NORWAY is raising its carbon game by planning to invest close to £380million (3.5billion NOK) in capturing and storing greenhouse gases next year, according to finance minister Kristin Halvorsen.
It is part of the world’s sixth largest exporter’s drive to get to grips with the challenge of climate change, and the budget is more than a third higher than the allocation under the 2009 Norwegian budget.
Halvorsen said Norway would also raise investments in renewable energies.
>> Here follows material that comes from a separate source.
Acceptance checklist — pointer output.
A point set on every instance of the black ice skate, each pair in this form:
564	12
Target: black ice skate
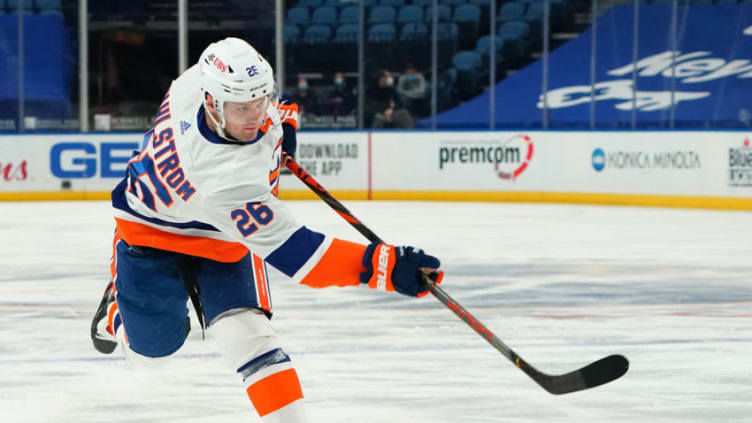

A fund for developing renewable energy and energy efficiency would get an extra £475million (5billion NOK), raising the pot to £2.4billion (25billion NOK).
Prime minister Jens Stoltenberg’s government has also offered to toughen national cuts in greenhouse gases to 40% below 1990 levels by 2020, from a planned 30%.
This offer will apparently be tabled at the Copenhagen summit in December.
Norway also plans to make the nation “carbon neutral” by 2030, by when any greenhouse-gas emissions will be offset by measures to soak up greenhouse-gas emissions elsewhere, such as by planting forests.
Compared with many other countries, Norway is relatively well ahead in the carbon game. Moreover, it has, since the mid-1990s, successfully re-injected, in situ, CO associated with gas production from the North Sea Sleipner field.
Today, a centre for CO capture is being constructed at the Mongstad terminal, on the west coast, as well as ongoing evaluation of candidate oil/gas fields as possible future sequestration hosts.
The last major study of mature fields such as Draugen and Heidrun suggested that they were non-starters based on the economic hurdles set at that time. However, it is reported that Asbjoern Torvanger, of the Centre for International Climate and Environmental Research in Oslo, considers progress in Norway to be less advanced than the government would wish. He sees the US, and even the UK, as competitors, which is bizarre given that tackling climate change is a global issue where the international mantra is supposed to be co-operation, not competition.